Segundo a ESAC-IPC, que divulgou os resultados, os cientistas trabalharam a partir de um pressuposto aparentemente simples, mas complexo de demonstrar: os movimentos dos animais contribuem para a propagação de patologias e são, em parte, moldados pelas condições do meio. Para testar esta ideia, o consórcio juntou um volume considerável de dados. Foram analisados percursos de 4.606 aves individuais, pertencentes a 26 espécies aquáticas diferentes, através de informação de telemetria. A estes trajetos sobrepuseram depois camadas de informação sobre cobertura do solo, clima e vegetação.

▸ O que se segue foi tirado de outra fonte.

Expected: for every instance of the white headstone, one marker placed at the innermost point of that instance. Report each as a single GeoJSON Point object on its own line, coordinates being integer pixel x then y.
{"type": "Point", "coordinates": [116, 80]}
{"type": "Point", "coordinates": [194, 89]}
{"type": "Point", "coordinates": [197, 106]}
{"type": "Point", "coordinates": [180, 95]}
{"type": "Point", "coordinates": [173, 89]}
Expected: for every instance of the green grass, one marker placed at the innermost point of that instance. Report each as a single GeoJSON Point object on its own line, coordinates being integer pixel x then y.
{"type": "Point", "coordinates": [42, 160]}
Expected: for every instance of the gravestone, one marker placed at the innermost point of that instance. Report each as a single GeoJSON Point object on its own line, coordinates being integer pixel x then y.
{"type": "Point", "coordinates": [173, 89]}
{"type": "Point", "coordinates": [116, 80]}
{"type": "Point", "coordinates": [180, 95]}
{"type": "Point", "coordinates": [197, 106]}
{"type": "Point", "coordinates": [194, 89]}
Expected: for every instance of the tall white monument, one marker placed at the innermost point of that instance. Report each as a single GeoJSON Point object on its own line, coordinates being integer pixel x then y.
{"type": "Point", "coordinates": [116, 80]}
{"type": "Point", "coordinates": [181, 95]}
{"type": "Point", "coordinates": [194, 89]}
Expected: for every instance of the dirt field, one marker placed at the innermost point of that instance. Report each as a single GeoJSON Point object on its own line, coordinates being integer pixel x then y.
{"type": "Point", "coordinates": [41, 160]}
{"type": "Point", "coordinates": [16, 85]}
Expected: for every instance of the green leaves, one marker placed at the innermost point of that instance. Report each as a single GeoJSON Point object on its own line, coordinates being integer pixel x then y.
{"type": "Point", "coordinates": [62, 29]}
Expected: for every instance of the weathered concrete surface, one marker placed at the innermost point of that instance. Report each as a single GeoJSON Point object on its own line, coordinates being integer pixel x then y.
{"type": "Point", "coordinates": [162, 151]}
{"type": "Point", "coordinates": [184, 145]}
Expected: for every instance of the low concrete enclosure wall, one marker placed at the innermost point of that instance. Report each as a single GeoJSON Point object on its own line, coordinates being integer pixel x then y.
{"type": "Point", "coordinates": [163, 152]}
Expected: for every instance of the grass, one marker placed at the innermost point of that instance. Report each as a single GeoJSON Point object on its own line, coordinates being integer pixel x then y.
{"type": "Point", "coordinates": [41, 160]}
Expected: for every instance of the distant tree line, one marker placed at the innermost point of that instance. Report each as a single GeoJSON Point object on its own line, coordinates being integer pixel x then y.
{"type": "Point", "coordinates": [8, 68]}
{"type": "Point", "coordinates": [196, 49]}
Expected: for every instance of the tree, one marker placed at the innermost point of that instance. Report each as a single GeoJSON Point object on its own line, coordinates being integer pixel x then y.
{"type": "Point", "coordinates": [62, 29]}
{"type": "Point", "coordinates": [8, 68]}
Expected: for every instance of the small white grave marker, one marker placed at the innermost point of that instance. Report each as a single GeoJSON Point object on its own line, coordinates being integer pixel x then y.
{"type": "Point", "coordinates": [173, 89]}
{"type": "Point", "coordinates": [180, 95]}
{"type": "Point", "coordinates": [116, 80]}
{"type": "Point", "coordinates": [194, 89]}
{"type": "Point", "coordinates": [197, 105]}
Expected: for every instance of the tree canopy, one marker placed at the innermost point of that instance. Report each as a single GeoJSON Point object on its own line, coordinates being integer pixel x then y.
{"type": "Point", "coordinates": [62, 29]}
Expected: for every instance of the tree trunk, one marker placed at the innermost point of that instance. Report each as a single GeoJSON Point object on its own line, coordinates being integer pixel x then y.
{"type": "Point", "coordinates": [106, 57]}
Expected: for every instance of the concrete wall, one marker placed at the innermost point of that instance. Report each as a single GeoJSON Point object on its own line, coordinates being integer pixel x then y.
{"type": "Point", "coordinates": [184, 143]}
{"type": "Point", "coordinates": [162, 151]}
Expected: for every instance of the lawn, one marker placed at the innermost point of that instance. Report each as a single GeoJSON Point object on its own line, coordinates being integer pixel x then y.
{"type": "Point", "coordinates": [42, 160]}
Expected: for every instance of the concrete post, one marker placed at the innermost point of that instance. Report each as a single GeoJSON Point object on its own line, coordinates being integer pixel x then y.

Os resultados, ainda que não apresentem uma correlação esmagadora, apontam no sentido de uma ligação mensurável. As distâncias de movimento previstas para as aves mostraram uma correlação “fraca, mas positiva” com as distâncias registadas entre deteções do vírus H5N1, altamente patogénico, em aves aquáticas selvagens. Ou seja, os padrões de deslocação destes animais, influenciados pelo que encontram no terreno, parecem espelhar-se, ainda que de forma ténue, na maneira como o vírus emerge em locais distintos. “As condições ambientais podem contribuir efetivamente para a propagação desta doença, através dos seus efeitos sobre os movimentos das aves”, sustentou a instituição de Coimbra.

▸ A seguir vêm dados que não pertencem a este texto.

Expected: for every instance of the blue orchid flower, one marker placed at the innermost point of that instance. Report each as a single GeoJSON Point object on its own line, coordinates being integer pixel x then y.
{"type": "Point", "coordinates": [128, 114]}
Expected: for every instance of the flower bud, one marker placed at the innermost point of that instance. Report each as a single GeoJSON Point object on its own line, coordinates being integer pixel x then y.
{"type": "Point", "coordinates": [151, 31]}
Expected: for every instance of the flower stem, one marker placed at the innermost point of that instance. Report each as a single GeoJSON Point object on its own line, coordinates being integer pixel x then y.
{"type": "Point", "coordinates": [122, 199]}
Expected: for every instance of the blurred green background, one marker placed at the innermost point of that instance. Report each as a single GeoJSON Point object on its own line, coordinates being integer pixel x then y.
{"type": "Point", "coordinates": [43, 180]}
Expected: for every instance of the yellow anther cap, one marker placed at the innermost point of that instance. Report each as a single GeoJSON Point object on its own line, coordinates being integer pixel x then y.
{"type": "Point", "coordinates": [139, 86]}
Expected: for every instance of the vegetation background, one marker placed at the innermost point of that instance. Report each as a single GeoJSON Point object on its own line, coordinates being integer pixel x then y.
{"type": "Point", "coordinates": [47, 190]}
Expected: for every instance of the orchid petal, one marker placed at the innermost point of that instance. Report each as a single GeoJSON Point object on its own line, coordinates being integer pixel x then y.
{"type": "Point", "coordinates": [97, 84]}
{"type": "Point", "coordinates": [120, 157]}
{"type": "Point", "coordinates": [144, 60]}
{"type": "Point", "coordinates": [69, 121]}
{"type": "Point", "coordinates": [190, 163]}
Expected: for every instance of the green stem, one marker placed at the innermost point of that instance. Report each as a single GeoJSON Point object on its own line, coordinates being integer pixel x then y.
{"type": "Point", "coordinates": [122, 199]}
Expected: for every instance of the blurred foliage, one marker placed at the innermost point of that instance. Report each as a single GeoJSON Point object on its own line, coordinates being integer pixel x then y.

Num detalhe relevante, o estudo nota que estes animais tendem a deslocar-se menos em zonas onde a paisagem é mais heterogénea e fragmentada, e também onde a pegada humana é mais vincada. Esta redução na mobilidade poderá, em certos contextos, funcionar como um fator limitador da dispersão viral. David Rodrigues, coautor do trabalho, enfatizou que a investigação “apresenta os resultados de uma investigação centrada nas ligações entre o ambiente, o movimento animal e a dinâmica das doenças infecciosas nas aves aquáticas”.
O verdadeiro alcance do artigo, contudo, poderá residir na sua ambição metodológica. Ao cruzar os padrões de movimento da vida selvagem com outros motores conhecidos da dinâmica de doenças, como a densidade da produção pecuária ou os fluxos humanos, o modelo criado poderá vir a ser uma ferramenta auxiliar. O objetivo último, ainda que de aplicação complexa, é o de ajudar a prever surtos e a desenhar intervenções mais certeiras para a prevenção de contágios, numa área onde a interação entre animais selvagens, domésticos e pessoas é cada vez mais crítica.